June 11, 2026 · 14 min read

My Go-To Architecture for Medium-Scale Projects cover

Every backend I build past a weekend prototype tends to converge on the same shape. Not because I'm dogmatic about it, but because this structure keeps paying me back: features stay isolated, the business rules stay testable without a running framework, and swapping a database or a web layer never turns into a rewrite. This is the architecture and folder layout I reach for by default on medium-scale projects — large enough that maintainability matters, small enough that I don't want ceremony for its own sake.

The examples below are deliberately generic. I'll use a simple BlogPost feature to illustrate, because it's a domain everyone understands. The point isn't any particular product — it's the pattern.

Two principles first: cohesion and decoupling

Before any of the architecture talk, I want to be honest about the order of priorities. I do apply Clean Architecture and Domain-Driven Design — but only to a degree, and never as the goal in itself. The two principles I genuinely optimize for on every project are cohesion and decoupling. Everything else is a means to those ends.

  • High cohesion — things that change together live together. Everything about one capability sits in one place, and any given class or module has a single, clear reason to exist.
  • Low coupling (decoupling) — things that change for different reasons can change independently. Each part depends on as little as possible, and on abstractions rather than concrete details, so a change over here doesn't ripple over there.

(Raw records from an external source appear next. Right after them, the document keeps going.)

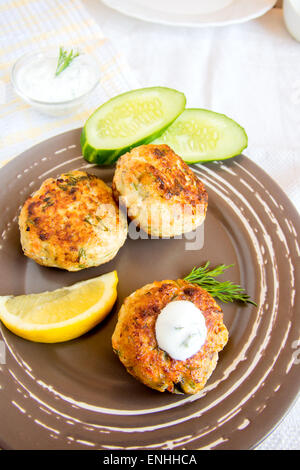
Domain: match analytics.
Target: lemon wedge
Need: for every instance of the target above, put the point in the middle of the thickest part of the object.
(63, 314)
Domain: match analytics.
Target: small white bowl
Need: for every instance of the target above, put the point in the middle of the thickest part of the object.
(52, 108)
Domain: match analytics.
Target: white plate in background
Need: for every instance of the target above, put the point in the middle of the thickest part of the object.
(192, 12)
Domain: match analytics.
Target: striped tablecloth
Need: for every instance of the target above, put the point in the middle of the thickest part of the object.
(27, 25)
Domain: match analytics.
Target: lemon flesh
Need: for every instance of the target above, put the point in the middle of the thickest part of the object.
(63, 314)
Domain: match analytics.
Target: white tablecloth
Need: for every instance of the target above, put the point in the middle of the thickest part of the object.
(250, 72)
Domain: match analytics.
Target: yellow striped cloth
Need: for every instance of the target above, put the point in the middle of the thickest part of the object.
(28, 25)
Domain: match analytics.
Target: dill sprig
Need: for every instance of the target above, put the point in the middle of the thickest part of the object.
(225, 291)
(64, 59)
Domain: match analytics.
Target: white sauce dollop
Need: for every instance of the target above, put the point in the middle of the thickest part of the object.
(37, 79)
(180, 329)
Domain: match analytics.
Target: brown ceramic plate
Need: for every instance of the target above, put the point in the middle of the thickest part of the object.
(77, 395)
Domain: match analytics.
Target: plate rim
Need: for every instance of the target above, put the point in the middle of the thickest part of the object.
(121, 8)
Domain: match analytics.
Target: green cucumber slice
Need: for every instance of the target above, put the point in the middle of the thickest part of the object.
(199, 135)
(128, 120)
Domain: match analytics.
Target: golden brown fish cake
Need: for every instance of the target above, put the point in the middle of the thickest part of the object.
(162, 194)
(72, 222)
(135, 342)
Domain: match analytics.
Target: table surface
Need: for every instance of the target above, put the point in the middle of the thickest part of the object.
(194, 60)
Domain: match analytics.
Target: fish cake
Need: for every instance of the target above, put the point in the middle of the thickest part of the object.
(162, 194)
(72, 222)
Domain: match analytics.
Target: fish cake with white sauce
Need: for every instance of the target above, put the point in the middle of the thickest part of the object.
(72, 222)
(135, 342)
(162, 194)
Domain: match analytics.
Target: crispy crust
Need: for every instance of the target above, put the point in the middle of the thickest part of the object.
(135, 343)
(162, 194)
(72, 222)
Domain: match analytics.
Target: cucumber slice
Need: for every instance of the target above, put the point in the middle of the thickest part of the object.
(127, 120)
(199, 135)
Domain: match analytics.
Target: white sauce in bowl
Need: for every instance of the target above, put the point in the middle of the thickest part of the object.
(36, 79)
(180, 329)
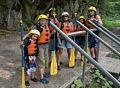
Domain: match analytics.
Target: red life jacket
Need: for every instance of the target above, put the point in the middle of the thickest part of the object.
(79, 28)
(56, 23)
(32, 47)
(67, 27)
(90, 26)
(44, 35)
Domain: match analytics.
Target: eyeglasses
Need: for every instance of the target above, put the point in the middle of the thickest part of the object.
(65, 16)
(35, 36)
(91, 10)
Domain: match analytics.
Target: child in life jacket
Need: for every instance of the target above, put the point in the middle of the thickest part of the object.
(80, 38)
(92, 41)
(31, 51)
(54, 38)
(43, 45)
(67, 27)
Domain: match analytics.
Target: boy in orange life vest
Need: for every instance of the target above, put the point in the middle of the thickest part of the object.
(43, 44)
(80, 38)
(92, 41)
(31, 50)
(54, 33)
(67, 27)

Read the rest of this article through that lens. The layered structure, the ports and adapters, the separate build modules, even the way I hide the framework — every one of them is just cohesion and decoupling applied at a different scale. Clean Architecture, DDD, and SOLID are the tools I use to get there; they aren't the point. When a "best practice" stops buying me cohesion or decoupling on a given project, I drop it without guilt.

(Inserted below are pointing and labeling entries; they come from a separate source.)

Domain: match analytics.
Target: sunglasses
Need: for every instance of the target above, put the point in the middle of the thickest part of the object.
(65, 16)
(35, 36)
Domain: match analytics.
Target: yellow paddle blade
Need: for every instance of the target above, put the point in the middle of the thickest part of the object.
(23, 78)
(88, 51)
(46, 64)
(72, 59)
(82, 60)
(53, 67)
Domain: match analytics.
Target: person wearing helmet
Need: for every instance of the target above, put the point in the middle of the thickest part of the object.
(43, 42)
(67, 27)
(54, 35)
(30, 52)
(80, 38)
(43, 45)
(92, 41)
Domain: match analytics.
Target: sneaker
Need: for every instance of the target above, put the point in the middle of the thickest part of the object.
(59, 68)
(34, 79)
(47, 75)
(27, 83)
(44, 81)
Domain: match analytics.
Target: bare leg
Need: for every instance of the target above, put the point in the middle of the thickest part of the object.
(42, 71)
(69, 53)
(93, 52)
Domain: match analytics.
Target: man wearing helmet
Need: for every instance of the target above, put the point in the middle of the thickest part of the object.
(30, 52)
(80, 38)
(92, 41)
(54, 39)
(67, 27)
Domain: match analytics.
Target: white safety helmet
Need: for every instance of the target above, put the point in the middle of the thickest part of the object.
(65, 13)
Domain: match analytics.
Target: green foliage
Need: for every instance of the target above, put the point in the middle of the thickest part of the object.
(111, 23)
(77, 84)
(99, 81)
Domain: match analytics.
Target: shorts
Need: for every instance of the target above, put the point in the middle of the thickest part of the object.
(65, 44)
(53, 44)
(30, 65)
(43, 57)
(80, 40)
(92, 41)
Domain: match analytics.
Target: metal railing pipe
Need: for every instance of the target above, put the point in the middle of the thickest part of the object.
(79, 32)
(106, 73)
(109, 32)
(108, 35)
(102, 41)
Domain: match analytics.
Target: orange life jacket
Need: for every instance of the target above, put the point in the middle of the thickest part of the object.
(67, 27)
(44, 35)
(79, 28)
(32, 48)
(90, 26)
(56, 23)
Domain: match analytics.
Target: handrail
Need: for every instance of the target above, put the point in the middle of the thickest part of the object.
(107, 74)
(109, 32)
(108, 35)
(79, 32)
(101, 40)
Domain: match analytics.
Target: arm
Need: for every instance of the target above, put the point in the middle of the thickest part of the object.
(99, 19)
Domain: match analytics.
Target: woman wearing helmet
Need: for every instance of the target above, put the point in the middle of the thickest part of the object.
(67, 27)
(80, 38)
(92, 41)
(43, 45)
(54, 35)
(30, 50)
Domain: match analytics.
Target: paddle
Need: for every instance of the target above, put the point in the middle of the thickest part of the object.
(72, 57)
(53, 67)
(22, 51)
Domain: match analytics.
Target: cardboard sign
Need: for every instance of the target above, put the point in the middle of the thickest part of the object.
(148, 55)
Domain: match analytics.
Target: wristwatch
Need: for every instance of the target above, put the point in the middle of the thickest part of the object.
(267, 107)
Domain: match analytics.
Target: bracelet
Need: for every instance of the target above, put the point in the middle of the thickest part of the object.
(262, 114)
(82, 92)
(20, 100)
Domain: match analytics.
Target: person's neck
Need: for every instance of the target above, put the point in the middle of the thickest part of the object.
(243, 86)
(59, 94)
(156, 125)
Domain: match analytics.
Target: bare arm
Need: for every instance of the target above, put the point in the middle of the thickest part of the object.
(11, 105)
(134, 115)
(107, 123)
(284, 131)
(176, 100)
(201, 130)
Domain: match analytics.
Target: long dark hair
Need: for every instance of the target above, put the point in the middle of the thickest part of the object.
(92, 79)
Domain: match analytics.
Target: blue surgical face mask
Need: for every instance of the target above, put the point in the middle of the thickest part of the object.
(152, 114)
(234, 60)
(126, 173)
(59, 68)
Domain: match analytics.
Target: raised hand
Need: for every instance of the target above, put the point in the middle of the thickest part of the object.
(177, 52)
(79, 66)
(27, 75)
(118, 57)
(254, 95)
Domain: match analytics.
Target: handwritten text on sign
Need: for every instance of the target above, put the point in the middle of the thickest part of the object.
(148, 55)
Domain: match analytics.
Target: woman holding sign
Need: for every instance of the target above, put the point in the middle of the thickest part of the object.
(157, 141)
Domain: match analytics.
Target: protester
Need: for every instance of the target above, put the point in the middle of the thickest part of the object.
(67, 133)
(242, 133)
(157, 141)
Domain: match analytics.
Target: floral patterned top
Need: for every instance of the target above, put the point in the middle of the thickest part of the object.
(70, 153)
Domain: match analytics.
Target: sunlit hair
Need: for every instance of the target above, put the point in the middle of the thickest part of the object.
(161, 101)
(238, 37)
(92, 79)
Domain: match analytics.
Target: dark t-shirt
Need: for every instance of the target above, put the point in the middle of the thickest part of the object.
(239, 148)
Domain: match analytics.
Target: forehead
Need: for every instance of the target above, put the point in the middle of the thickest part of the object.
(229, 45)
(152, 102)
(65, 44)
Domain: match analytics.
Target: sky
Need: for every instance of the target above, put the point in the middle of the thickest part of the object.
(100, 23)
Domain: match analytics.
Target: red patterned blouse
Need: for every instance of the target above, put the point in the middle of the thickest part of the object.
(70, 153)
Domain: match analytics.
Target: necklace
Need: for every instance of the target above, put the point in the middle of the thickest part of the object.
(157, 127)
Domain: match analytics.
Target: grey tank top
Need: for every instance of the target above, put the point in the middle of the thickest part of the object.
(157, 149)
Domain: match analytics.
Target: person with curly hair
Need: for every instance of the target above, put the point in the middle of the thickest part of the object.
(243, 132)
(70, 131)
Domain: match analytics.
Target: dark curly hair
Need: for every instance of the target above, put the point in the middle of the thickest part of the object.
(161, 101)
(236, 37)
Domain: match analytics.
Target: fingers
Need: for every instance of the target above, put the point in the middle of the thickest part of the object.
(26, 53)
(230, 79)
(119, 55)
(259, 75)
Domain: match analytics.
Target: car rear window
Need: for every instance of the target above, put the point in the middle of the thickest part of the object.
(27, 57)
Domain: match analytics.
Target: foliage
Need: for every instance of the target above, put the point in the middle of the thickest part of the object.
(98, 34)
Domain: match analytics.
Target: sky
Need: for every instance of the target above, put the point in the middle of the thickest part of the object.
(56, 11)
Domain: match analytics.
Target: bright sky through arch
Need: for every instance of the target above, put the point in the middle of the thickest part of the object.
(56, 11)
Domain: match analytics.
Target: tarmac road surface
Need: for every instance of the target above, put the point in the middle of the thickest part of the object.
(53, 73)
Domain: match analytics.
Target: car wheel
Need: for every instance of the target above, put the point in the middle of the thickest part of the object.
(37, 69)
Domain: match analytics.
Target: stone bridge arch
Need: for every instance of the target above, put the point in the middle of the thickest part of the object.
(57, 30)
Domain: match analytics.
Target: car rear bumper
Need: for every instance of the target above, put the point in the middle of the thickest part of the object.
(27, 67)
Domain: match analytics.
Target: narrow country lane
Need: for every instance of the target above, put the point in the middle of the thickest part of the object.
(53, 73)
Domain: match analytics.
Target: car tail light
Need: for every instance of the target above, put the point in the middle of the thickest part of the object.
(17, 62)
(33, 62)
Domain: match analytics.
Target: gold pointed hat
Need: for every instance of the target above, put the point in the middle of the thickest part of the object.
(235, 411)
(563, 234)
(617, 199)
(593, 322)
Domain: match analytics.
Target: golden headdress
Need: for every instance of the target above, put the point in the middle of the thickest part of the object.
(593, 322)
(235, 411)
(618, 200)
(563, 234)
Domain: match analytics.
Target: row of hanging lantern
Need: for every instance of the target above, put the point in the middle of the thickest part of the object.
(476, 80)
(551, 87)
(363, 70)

Three layers, one direction

The whole thing is three layers, and the entire design hinges on one rule about which way dependencies are allowed to point:

core/          ← pure domain: entities, value objects, use cases, ports
application/   ← use-case orchestration + a security/authorization gate
external/      ← framework adapters: web, persistence, security, storage, email

dependency rule:   external  →  application  →  core
                   (core never imports from application or external)

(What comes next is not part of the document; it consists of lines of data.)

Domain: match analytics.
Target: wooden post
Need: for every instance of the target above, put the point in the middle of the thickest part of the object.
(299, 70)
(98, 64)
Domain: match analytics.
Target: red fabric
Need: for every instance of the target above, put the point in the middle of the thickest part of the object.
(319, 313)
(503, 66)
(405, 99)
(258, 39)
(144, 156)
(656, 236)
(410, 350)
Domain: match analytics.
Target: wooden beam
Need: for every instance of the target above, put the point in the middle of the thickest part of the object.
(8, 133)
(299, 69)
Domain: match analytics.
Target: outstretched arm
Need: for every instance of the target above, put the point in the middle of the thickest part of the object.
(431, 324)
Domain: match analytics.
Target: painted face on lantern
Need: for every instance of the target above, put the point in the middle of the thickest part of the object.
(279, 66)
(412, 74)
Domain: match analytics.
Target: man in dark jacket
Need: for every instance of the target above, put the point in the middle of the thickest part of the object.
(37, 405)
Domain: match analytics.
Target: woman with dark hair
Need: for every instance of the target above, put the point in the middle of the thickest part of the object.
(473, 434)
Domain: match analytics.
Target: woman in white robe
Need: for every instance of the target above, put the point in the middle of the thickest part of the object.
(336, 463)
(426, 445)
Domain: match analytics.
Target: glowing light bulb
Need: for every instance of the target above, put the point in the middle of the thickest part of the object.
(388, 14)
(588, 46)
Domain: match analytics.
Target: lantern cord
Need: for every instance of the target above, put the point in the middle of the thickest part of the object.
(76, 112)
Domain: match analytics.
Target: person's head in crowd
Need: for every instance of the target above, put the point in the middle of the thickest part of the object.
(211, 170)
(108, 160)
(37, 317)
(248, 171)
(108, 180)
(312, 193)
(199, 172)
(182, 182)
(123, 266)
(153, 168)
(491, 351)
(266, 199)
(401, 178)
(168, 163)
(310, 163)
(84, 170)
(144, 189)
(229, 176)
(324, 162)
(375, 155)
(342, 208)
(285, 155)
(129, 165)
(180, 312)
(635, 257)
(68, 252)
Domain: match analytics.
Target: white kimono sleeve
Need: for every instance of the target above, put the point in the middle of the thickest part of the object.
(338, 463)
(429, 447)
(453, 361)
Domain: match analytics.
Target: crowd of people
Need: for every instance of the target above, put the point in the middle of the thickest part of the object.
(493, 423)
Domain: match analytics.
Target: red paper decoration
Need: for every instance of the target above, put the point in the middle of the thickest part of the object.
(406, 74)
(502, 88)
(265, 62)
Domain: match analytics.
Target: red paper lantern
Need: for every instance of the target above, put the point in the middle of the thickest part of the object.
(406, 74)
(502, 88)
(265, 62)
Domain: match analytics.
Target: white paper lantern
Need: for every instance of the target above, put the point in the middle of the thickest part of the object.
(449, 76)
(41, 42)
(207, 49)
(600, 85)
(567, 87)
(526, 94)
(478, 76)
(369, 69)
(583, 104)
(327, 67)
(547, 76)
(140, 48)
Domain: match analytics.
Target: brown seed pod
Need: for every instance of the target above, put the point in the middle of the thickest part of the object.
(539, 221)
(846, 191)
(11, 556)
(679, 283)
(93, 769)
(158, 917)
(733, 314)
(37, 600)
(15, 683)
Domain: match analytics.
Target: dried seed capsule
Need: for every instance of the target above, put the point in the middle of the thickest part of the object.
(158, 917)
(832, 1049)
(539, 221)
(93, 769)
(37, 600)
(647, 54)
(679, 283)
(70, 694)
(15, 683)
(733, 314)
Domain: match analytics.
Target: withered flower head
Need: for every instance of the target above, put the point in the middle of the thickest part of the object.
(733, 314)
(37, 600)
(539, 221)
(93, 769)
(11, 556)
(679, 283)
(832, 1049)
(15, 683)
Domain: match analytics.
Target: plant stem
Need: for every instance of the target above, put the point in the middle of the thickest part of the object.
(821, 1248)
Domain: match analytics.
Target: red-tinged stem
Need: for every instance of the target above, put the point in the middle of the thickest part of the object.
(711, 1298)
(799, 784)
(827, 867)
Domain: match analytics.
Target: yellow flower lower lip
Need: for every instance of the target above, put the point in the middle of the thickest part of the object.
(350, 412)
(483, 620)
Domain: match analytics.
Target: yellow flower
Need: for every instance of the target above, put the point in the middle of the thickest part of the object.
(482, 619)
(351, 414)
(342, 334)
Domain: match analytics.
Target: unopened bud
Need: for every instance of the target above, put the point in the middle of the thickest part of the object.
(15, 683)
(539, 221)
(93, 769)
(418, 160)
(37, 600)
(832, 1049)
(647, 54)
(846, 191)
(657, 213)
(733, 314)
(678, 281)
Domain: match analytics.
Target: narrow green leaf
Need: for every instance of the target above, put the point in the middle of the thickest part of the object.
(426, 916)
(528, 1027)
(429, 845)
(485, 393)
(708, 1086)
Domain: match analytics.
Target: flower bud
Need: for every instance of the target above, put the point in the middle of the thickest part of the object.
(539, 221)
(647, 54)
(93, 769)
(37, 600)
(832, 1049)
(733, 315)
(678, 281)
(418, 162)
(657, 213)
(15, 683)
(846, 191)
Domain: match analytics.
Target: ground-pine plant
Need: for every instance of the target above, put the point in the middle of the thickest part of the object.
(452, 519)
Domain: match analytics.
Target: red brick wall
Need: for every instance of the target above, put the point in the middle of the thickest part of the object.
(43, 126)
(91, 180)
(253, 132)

Dependencies only point inward. external knows about application and core; application knows about core; and core knows about nothing else in the codebase. The domain sits at the centre, oblivious to how data arrives or where it's stored. That single constraint is what makes everything else fall into place.

Folder structure: slice by feature, not by type

Inside each layer I organize by feature (a vertical slice), not by technical type. I never want a controllers/ folder with forty unrelated controllers in it. I want everything about blogging to live together:

core/
  domain/
    blog/
      entity/        BlogPost.java, BlogCategory.java
      repository/    IBlogRepository.java        (port — an interface)
      usecase/       CreateBlogUseCase.java, PublishBlogUseCase.java, ...
  exception/
    error_code/      ErrorCode.java

application/
  service/
    blog/
      create_blog/   CreateBlogServiceInput / Output / Service / Proxy
      publish_blog/  ...
  domain/            app-level helpers (e.g. a permission checker)

external/
  web/               REST controllers, request/response DTOs, exception handler
  repository/
    blog/            BlogRepositoryAdapter, BlogDocument, BlogModelMapper
  security/          JWT, authentication, authorization wiring
  configuration/     storage, payments, seeding, etc.

This is cohesion made visible: because things that change together live together, onboarding someone to "the blog feature" means pointing at three folders that mirror each other across the layers, and deleting a feature is deleting three folders. Nothing is scattered, and no slice reaches into another's internals — high cohesion inside a slice, low coupling between slices.

Clean Architecture in practice: ports and adapters

The most valuable idea I borrow from clean architecture is dependency inversion: the domain declares what it needs as an interface (a port), and the outer layer provides the implementation (an adapter). The domain depends on the abstraction; the infrastructure depends on the domain.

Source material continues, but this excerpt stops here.